GM is ahead of Ford in terms of technology and design that an objective rationalization of the two companies would consign most of Ford, say analysts, to the auto industry’s attic of dead brands and products. No need for Lincoln when Cadillac is further along in competing with Europeans. Ford’s Mercury brand would instantly be killed. Ditto Buick. Chevy’s car and sport-utility vehicle portfolio is more competitive than Ford’s.

But Ford trucks are still the gold standard for pickups. By gaining Ford’s Volvo unit, GM could finally kill Saab, though. Land Rover and Jaguar?
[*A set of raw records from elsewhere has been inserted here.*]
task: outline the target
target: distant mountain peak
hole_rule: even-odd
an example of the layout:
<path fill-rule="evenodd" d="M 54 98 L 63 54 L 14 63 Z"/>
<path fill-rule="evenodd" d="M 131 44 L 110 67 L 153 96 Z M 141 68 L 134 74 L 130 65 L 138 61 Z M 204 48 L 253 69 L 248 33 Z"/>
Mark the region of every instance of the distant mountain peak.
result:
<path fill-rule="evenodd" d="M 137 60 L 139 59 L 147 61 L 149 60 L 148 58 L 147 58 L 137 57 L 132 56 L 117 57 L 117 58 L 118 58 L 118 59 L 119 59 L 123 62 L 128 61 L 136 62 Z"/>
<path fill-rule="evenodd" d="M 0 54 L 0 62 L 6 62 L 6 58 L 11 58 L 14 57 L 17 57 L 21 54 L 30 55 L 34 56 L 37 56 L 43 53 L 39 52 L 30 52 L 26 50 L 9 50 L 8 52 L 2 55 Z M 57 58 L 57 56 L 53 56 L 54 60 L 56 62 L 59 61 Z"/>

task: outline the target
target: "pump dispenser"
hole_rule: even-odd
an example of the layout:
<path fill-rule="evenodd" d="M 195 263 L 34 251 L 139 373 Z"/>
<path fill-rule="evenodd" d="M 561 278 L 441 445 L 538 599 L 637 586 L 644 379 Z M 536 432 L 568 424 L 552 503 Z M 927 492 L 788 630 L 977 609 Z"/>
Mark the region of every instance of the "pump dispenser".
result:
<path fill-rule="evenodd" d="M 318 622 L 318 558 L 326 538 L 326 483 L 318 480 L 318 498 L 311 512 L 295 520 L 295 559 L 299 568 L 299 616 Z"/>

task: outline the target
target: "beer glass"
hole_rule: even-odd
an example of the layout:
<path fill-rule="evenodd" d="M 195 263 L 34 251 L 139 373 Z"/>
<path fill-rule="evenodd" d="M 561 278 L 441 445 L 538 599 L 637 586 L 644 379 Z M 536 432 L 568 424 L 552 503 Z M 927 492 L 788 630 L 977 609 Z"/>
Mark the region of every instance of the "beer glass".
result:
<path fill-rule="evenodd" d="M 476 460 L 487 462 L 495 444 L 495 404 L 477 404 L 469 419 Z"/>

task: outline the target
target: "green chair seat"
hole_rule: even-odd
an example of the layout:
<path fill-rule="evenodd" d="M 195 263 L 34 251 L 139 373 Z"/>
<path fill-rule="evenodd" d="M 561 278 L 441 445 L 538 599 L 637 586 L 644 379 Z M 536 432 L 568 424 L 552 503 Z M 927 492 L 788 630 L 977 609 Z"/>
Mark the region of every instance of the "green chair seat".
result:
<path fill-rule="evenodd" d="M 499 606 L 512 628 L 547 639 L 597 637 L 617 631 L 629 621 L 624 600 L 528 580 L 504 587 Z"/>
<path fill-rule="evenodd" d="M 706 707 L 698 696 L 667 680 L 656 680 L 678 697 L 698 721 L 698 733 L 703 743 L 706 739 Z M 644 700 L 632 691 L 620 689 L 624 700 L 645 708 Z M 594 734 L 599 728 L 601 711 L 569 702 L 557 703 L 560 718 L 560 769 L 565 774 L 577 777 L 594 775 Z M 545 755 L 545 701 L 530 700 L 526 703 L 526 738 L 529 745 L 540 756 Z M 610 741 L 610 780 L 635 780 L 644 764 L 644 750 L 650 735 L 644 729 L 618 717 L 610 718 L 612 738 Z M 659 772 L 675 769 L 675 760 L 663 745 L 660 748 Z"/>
The best idea is to sell 51 percent to private equity investors or another car company, and let the new owners get out of manufacturing in Britain, where the cost of building vehicles regularly devours any possible profits.

Like Casesa, Maryann Keller doesn’t think GM and Ford offer each other much. "There’s no point to it," says Keller, who sits on the board of public dealer chain of Medford [OR]-based Lithia Motors and Dollar/Thrifty Automotive Group. "So now you’d have one giant company with excess production in pickups and SUVs."

But all of this is conjecture and the equivalent of two Rotisserie Baseball League owners jawboning about a trade of Yankee Derek Jeter for Seattle Mariner Ichiro Suzuki. The complexity of working out the deal with respective managements, the United Auto Workers, the European Union, the German labor union, and retirees whose health-care benefits would surely be on the block — not to mention potential federal antitrust opposition — defies the sensibilities of the even the best business school minds.

If the two companies can find other small ways to hook up without violating the rules of competition, like putting more combined resources into hybrid and fuel-cell technology so they aren’t duplicating efforts, then we’ll all benefit. But since each company doesn’t seem to be able to rationalize its manufacturing base or its brand portfolios on its own, it doesn’t seem likely that they would be able to do it together. If they did try, load up on shares of Toyota, Honda and Hyundai.